Atualizado: 16 de mai.

Gráfico de rede mostrando várias empresas com círculos de tamanhos variados interconectados. Nomes como Unilever, Nestlé, e PepsiCo em destaque.
Rede global de influência política dos grupos de interesse empresariais da indústria alimentar ultra processada. Os círculos maiores correspondem às empresas mais influentes

As empresas que dominam o mercado global, como a Coca-Cola, Danone, Nestlé, PepsiCo e Unilever, produzem alimentos mais baratos, ricos em aditivos químicos, açúcares, gorduras e sal para reduzir os custos, apostando num marketing agressivo e em táticas políticas para bloquear regulamentações nacionais

 

VIRGÍLIO AZEVEDO

 


Nos últimos 30 anos, a contribuição energética dos produtos ultra processados para o total de compras de alimentos das famílias passou de 11% para 32% em Espanha, de 4% para 10% na China e de 10% para 23% no Brasil e no México, revela um estudo feito por 43 especialistas internacionais , publicado na revista científica britânica “The Lancet” (ver em https://www.thelancet.com/).

Nos países desenvolvidos, a percentagem destes alimentos na dieta está abaixo dos 25% em países do Sul da Europa como Portugal, Itália, Grécia e Chipre, bem como em países da Ásia como a Coreia do Sul e Taiwan, mas ultrapassa os 40% na Austrália e Canadá e os 50% no Reino Unido e EUA.


Obesidade, doenças cardiovasculares, diabetes, depressões e mortes prematuras

“Alimentos ultra processados e saúde humana: a tese principal e as evidências”, é o título deste estudo publicado em três artigos da “The Lancet”, que destaca associações significativas entre o consumo destes alimentos e problemas de saúde como a obesidade, doenças cardiovasculares, diabetes, depressões e morte prematuras.

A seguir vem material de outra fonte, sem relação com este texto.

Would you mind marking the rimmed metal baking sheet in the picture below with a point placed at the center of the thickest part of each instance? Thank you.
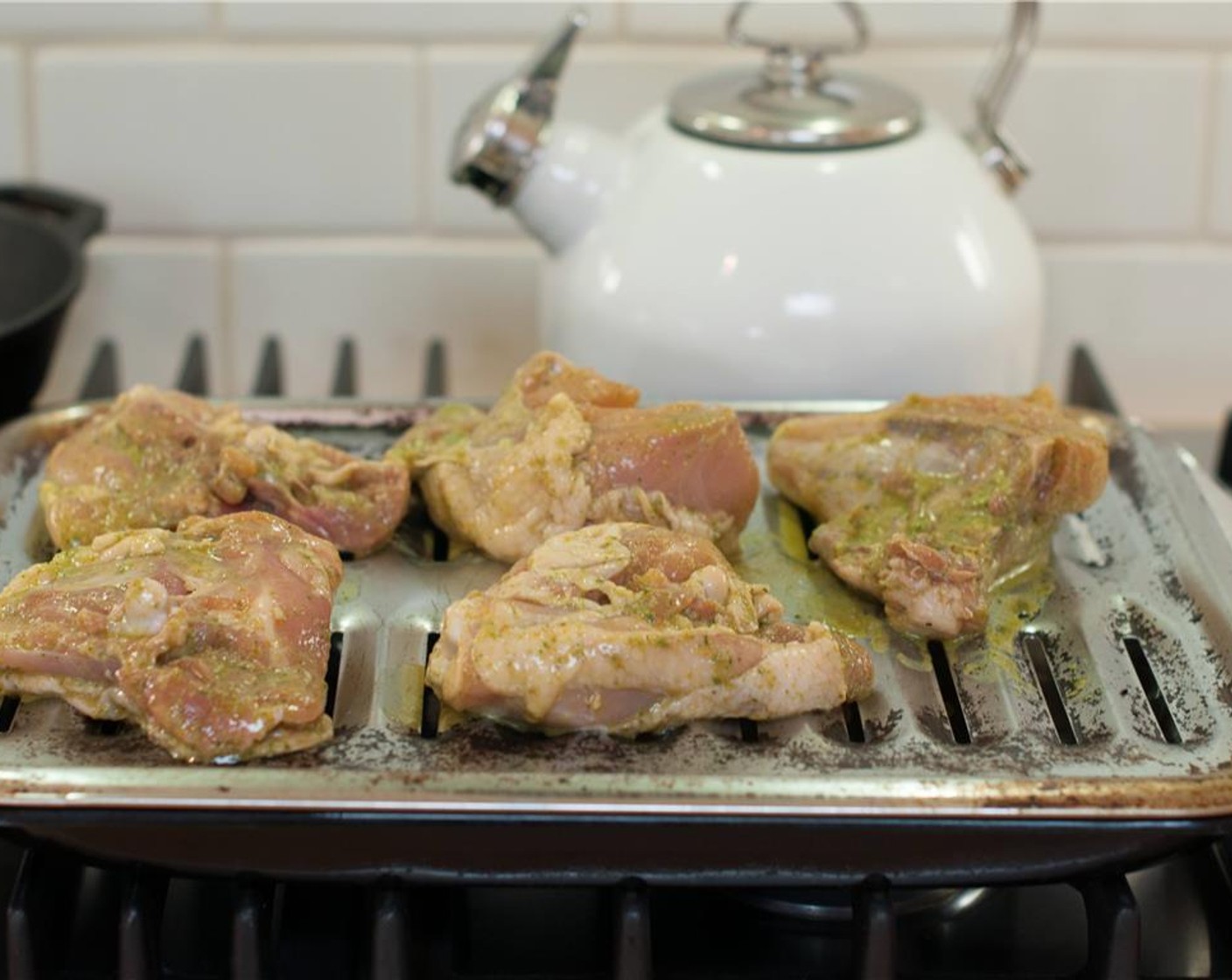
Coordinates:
(1147, 564)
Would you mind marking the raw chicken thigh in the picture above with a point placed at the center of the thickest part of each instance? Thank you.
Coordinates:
(630, 627)
(564, 448)
(927, 504)
(157, 456)
(214, 638)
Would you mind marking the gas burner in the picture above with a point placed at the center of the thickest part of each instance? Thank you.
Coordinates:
(836, 904)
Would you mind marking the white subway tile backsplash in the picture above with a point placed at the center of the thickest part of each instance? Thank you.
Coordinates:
(1222, 163)
(821, 23)
(432, 20)
(12, 136)
(60, 18)
(148, 295)
(606, 87)
(326, 129)
(1115, 141)
(1172, 23)
(1157, 320)
(393, 298)
(217, 138)
(924, 21)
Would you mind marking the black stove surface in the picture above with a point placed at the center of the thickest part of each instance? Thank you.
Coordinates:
(74, 921)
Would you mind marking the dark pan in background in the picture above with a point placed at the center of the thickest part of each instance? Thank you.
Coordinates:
(42, 237)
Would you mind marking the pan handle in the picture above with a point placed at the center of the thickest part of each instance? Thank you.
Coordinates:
(78, 217)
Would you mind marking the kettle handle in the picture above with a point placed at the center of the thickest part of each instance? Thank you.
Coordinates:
(990, 142)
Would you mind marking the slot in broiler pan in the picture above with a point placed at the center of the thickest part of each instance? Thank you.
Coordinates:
(1099, 732)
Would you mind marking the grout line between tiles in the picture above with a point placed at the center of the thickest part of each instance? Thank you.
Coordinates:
(217, 20)
(424, 144)
(29, 108)
(226, 341)
(1208, 145)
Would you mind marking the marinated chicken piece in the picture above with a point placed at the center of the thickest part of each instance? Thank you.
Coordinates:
(157, 456)
(630, 627)
(214, 638)
(564, 448)
(929, 503)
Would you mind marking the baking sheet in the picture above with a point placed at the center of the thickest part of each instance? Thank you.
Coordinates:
(1146, 567)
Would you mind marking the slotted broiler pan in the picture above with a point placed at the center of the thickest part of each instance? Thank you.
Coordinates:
(1098, 732)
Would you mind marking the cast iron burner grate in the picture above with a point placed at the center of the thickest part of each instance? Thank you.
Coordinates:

Um comunicado da revista defende que devem ser tomadas medidas políticas imediatas de saúde pública em todo o Mundo para reduzir a produção e o consumo destes alimentos e melhorar a dieta da população, promovendo o acesso a alimentos saudáveis e de baixo preço, porque a inversão desta tendência não pode depender apenas da mudança de comportamento dos consumidores. Assim, exige a aplicação de políticas nacionais para reduzir a produção, o marketing, o consumo e o elevado teor de aditivos químicos, gorduras, açúcares e sal da comida ultraprocessada. E para responsabilizar os grandes fabricantes como a Coca-Cola, Danone, Nestlé, PepsiCo ou Unilever pelo seu envolvimento na promoção de dietas que afetam a saúde da população.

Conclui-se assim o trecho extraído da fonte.